There is a "paradox" discovered by a guy name Lord, concerning the proper way to analyze pre/post test score data. Generally a comparison of difference scores (i.e. post - pre ) finds no statistically signficant difference between groups, but the same data analyzed using regression shows a statistically significant difference. Lord demonstrated this paradox using weights of college freshman recorded at the beginning and end of the school year. An analysis of the difference in weights for each student reveals that the females and males do not gain weight on average: the school "diet" does not act differently on each sex. On the other hand, a multiple regression analysis of the weight change using starting weight and Sex reveals a statistically significant difference between the sexes. Two reasonable methods, two reasonable but opposite conclusions. On the one hand, the difference scores imply that the "freshman diet" acts no differently for men than women. On the other hand, the regression implies that the women tend to gain less weight than a man at the same starting weight.
I have created a simple dataset that shows

Lord's Paradox in all its glory.The average value of GAIN is zero for both groups. On the other hand, a multiple regression to predict GAIN using SEX and SEPT weight fits a line for both men and women with a common slope but with a statistically significant difference in intercept. That is, at a given september weight the expected GAIN is less for women than for men.
What's the truth? In this example, we randomly generated a TRUE weight for each student with men having a higher mean than women and a higher SD as well. The september weight for both men and women is the true weight plus a random normal (SD around 5 lbs). The June weight has the same distribution. Thus, for each student the pair of weights is a bivariate normal with correlation around .9. So under this model, there is NO DIFFERENCE between men and women with respect to the average weight change.

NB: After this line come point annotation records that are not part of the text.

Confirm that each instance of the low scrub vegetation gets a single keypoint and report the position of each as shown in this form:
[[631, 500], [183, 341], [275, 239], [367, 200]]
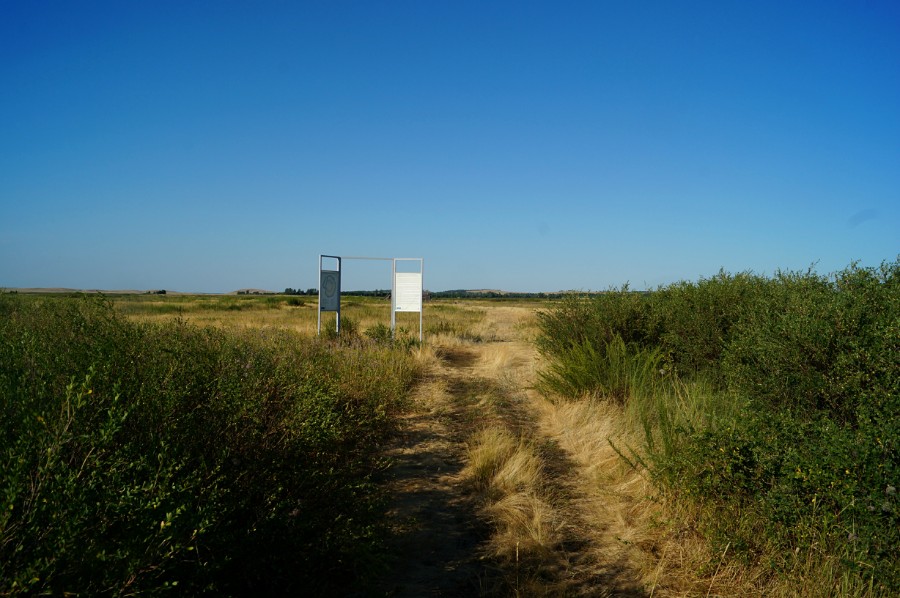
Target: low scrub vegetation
[[771, 405], [137, 457]]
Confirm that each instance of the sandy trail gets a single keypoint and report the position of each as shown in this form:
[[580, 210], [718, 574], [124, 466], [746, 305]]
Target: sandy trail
[[439, 547]]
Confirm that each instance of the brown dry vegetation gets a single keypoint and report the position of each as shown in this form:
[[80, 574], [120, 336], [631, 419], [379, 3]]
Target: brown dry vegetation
[[500, 491]]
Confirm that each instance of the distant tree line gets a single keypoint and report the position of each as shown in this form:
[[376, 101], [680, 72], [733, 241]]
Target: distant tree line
[[463, 294]]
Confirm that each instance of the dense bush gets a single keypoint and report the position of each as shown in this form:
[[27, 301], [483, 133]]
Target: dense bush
[[139, 458], [801, 462]]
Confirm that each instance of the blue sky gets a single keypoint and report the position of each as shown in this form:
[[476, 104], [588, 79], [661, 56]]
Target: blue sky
[[525, 146]]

So how do we explain the multiple regression?
In the simulation it is clear that the multiple regression uses the wrong variable. A man and woman who weigh the same are not the same- the man is more likely to be under his true weight and a woman is more likely to be above her true weight. Both regress to the mean- but the man regresses upwards and the woman downwards. If we repeat the regression this time using SCALED starting weights- that is we subtract the group mean from every individual- the sex effect disappears! That is, there is no difference in expected weight gain for a man and woman who are at the same weight in september RELATIVE to their group mean (180 for men, 130 for women).
Is there a conclusion here? yes- multiple regression can easily lead to terrible error. Is Lord's Paradox not really a paradox at all? Perhaps it's just the Regression Fallacy.